Dayo Olatunji, known professionally as Dyo (formerly Ms D), is an English singer-songwriter.

Early life
Dyo grew up in East Ham, East London. Her mother was born in the United Kingdom, and her father was born in Lagos, Nigeria.

Having started to sing at the age of 4, at age 10 she started to take part in talent shows, competitions and performing in school assemblies.

Career

2009–2016: Ms D
Under her previous stage name 'Ms D', she was credited as the featured artist and co-writer for all three of rapper Wiley's hit singles from his 2013 album The Ascent including UK Chart #1 Single "Heatwave". In December 2012, she was featured on "Dependency", the debut single by English singer Charlie Brown. She is also known for her vocals on rapper Chipmunk's 2009 UK Chart #1 single "Oopsy Daisy". Ms D was credited as a songwriter and backing vocalist for Iggy Azalea's 2013 single "Bounce".

2016–present: Dyo

In June 2016, unveiling her new stage name 'Dyo', she was credited as the featured vocalist and co-writer of pop song "Sexual" by Swedish producer NEIKED. On 15 September 2016, Dyo signed a publishing deal with Warner/Chappell Music. On 19 April 2017, Dyo was nominated for Best Contemporary Song at the 62nd Ivor Novello Awards for her songwriting work on "Sexual". On 25 August 2017, Fifth Harmony released their third studio album which features a song entitled "Lonely Night" co-written by Dyo. In 2018, she collaborated with Nigeria's Adekunle Gold on his About 30 album on a track titled Down With You and arguably the best track on the album which led to her increased popularity in her home country, Nigeria. In June 2018, Luis Fonsi released his new single 'Calypso' ft. Stefflon Don, a song on which Dyo is credited as a co-writer. On 1 October 2018, Dyo received a BMI award for her songwriting contribution on the Maroon 5 hit single 'What Lovers Do'.

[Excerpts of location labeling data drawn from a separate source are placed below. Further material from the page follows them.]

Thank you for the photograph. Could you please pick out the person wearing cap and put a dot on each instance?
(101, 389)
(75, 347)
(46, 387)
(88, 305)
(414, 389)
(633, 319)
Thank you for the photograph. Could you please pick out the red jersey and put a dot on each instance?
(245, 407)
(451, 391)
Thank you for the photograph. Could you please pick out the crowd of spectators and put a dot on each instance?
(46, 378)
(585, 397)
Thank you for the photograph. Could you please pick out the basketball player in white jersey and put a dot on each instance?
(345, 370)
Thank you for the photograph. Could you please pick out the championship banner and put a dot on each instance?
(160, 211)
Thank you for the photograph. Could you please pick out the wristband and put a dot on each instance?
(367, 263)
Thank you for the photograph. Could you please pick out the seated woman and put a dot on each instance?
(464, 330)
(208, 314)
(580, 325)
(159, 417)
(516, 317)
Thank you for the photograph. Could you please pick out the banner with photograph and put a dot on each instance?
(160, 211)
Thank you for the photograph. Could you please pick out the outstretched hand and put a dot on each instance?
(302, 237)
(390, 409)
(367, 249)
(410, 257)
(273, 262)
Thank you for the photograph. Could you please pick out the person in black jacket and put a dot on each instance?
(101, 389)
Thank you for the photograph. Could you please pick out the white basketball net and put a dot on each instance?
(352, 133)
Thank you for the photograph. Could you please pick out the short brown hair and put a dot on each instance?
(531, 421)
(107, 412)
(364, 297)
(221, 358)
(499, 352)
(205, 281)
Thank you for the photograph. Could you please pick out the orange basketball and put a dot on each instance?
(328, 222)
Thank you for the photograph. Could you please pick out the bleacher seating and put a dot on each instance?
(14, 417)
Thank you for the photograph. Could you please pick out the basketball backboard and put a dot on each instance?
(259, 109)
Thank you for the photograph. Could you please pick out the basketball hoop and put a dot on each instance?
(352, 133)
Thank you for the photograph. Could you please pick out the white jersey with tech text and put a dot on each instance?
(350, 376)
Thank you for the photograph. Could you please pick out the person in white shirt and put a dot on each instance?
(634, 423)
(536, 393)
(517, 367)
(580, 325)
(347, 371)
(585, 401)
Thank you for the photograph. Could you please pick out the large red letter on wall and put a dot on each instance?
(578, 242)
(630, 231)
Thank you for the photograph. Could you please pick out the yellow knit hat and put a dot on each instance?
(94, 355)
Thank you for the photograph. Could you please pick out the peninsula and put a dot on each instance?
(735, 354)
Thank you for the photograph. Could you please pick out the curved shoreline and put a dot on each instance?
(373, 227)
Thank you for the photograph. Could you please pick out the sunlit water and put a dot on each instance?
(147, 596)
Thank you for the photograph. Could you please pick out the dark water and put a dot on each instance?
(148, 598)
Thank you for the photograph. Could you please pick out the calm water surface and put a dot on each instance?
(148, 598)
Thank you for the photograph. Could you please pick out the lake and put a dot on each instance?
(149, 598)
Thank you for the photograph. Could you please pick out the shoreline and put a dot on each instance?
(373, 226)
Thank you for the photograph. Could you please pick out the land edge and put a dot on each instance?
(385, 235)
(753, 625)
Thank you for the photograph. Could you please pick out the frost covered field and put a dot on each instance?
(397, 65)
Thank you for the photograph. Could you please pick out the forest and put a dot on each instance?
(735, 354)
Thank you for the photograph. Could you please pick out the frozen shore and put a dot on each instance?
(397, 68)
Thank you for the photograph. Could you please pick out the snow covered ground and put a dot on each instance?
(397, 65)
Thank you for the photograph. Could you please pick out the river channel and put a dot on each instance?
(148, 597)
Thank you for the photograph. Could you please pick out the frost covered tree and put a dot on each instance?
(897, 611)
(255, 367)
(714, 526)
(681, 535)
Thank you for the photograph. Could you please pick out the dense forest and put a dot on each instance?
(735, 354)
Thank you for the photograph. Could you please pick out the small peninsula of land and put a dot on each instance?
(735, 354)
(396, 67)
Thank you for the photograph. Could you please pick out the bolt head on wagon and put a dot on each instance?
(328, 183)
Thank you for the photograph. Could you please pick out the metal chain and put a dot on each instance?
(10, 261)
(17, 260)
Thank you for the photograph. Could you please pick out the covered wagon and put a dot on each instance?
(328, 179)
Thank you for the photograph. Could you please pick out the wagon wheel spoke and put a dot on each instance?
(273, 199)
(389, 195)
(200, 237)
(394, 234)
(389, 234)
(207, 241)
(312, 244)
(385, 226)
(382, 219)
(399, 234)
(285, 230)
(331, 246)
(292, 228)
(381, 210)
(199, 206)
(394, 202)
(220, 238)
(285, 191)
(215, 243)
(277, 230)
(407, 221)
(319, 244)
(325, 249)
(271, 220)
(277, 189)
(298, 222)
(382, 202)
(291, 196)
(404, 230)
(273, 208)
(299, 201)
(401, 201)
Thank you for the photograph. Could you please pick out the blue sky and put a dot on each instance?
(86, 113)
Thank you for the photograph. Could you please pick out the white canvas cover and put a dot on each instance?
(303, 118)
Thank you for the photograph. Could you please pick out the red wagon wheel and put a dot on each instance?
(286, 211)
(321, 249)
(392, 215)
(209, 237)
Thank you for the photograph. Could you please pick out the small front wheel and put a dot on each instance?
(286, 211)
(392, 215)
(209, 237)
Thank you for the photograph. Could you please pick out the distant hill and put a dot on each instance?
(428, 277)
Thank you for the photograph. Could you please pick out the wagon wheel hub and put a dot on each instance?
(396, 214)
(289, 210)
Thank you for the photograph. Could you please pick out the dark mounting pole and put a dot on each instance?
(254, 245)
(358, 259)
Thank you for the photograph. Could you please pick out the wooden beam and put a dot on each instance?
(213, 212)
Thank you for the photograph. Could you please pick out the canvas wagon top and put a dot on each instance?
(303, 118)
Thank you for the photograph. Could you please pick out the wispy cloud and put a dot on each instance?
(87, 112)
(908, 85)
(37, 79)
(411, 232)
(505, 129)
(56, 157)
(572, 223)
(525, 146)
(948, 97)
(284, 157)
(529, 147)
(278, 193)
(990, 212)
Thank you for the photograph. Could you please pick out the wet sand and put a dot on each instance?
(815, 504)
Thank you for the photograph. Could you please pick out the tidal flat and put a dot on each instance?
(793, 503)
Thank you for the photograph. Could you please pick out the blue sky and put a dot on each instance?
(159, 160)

In 2019, Dyo started releasing music for the first time as Dyo including her first release Arena along with Go All The Way featuring Mr Eazi. In January of 2020, Dyo released her debut EP 'Dyologue' which featured production from GuiltyBeatz and JAE5. Later that year, Dyo released a collaboration with Nigerian artist Simi called 'Let Them Talk' and was also credited as songwriter on Brit and Grammy nominated artist NAO's track "Woman" featuring Lianne La Havas.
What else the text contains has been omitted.